The present invention is not limited to all the above details, as modifications and variations may be made without departing from the intent or scope of the invention. Consequently, the invention should be limited only by the following claims and equivalent constructions.

Claims

1. An apparatus for illuminating wiring connections, comprising: a) an uninterruptible power supply (UPS) containing a battery and including a top surface and a rear surface; b) a connection light including a lamp and a lens and adapted to illuminating the back of the UPS.

2. The apparatus of claim 1, wherein the connection light is attached to the rear surface of the UPS proximate to the top surface of the UPS and wherein the lens directs light from the lamp when illuminated downward along the rear surface of the UPS.

3. The apparatus of claim 1, wherein connection light can be switched on or off by pressing the connection light.

4. The apparatus of claim 1, further comprising: c) a power cable extendibly attaching the connection light to the UPS and allowing the connection light when the cable is extended to be pointed in any direction in three dimensions, the cable providing electrical power from the UPS to the connection light.

5. The apparatus of claim 4, further comprising: d) a retractor within the UPS adapted to retracting the cable into the UPS to a retracted configuration of the connection light corresponding to the minimum extension of the cable.

6. The apparatus of claim 5, wherein the UPS describes a cavity providing a housing for the connection light in the retracted configuration.

7. The apparatus of claim 6, wherein the orientation of the housing causes the connection light in its retracted configuration to be pointed in a direction below the horizontal.

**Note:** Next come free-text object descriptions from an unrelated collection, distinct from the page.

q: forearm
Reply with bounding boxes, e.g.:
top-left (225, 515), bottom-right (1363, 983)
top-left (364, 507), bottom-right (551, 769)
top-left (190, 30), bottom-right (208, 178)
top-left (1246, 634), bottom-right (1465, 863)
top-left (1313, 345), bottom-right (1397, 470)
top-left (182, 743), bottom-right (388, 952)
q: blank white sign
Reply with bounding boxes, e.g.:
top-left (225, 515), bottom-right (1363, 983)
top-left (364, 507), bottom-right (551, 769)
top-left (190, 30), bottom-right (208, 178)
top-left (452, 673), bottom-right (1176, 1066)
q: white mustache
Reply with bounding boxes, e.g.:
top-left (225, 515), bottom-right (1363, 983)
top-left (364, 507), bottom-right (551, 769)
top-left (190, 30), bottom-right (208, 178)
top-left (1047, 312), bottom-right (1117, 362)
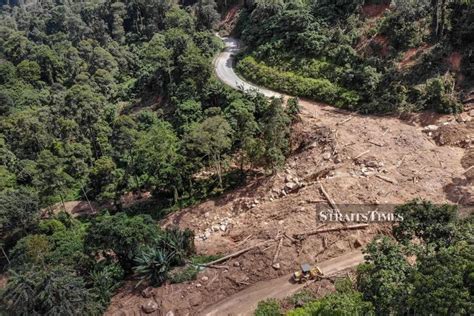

8. The apparatus of claim 1, wherein the connection light turns on automatically in the event of failure in house power.

9. The apparatus of claim 1, wherein the connection light once illuminated turns off automatically after a previously specified interval of time.

10. The apparatus of claim 1, wherein during a failure of house power, the power to illuminate the connection light is provided by the battery within the UPS.

11. The apparatus of claim 1, wherein the connection light contains a rechargeable battery, said rechargeable battery maintaining a charge up to a maximum level during periods when power is available from the UPS, and independently providing power to the connection light when power is unavailable from the UPS.

12. The apparatus of claim 1, wherein the power cable is contained within a snake cable adapted to being bent but not to being compressed, and that rigidly maintains its shape unless bending pressure is applied to it.

13. The apparatus of claim 12, wherein the connection light is detachable from the power cable.

14. The apparatus of claim 12, further comprising: d) means for attaching the connection light to a face of the UPS.

15. A method for illuminating wiring connections near a computer system, comprising: a) switching on a connection light attached to an uninterruptible power supply (UPS) by a cable providing power from the UPS to the connection light; b) extending the cable from a rest position within, or proximate to, a face of the UPS to a second position; and c) pointing the connection light toward the wiring.

16. An apparatus for illuminating computer wiring connections, comprising: a) a computer tower; b) a connection light, containing a rechargeable battery; c) a power cable extendibly attaching the connection light to the computer and allowing the connection light when the cable is extended to be pointed in any direction in three dimensions, the cable providing electrical power from the computer, thereby allowing the battery to increase its charge up to a maximum level while the computer is receiving electrical power a source external to the computer.

17. The apparatus of claim 16, wherein the connection light is detachable from the power cable.